It obviously depends what side of the debate you sit on, as no rise is welcome to a tenant. On the other hand, the latest figures from the Office for National Statistics suggest the pressure is nothing like as great as the hype would have us all believe (Index of Private Housing Rental Prices, July to September 2015 | 29 October 2015)
Officially, in the year to the end of the third quarter of 2015, rental prices were up nationally by 2.7%. This was certainly a healthy increase versus the same period last year, being a 1.3% rise in the rate of growth from September 2014 and rents are now rising at their joint fastest since October 2012.
In the East Midlands (the tightest data I can get reflecting the Leicestershire market), the picture is less pressured: rents are rising in the year by 2.1%, the first time the rate has nudged over 2% since September 2008 (and in the interim there have been periods of rent declines – 2009 to 2011 come to mind).

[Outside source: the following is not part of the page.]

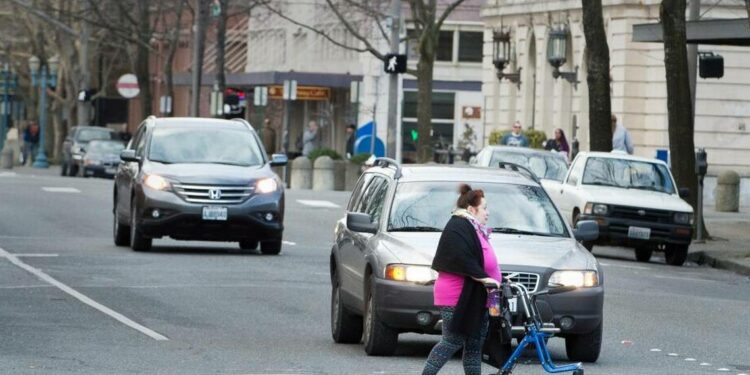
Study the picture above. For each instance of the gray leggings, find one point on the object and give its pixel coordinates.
(450, 343)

In UK terms, London obviously reflects the majority of the national rise, at 4.1% annual rise to date; the GB excluding London is only 1.8% up.
And set against this picture of rises, the same ONS data confirms that wages are rising nationally by 3% in the same period (source: Monthly Wages and Salaries Survey)
So, as the ONS puts it: The recent strengthening in nominal pay growth and low inflation means that real wages are now growing at a faster rate than rental prices.”.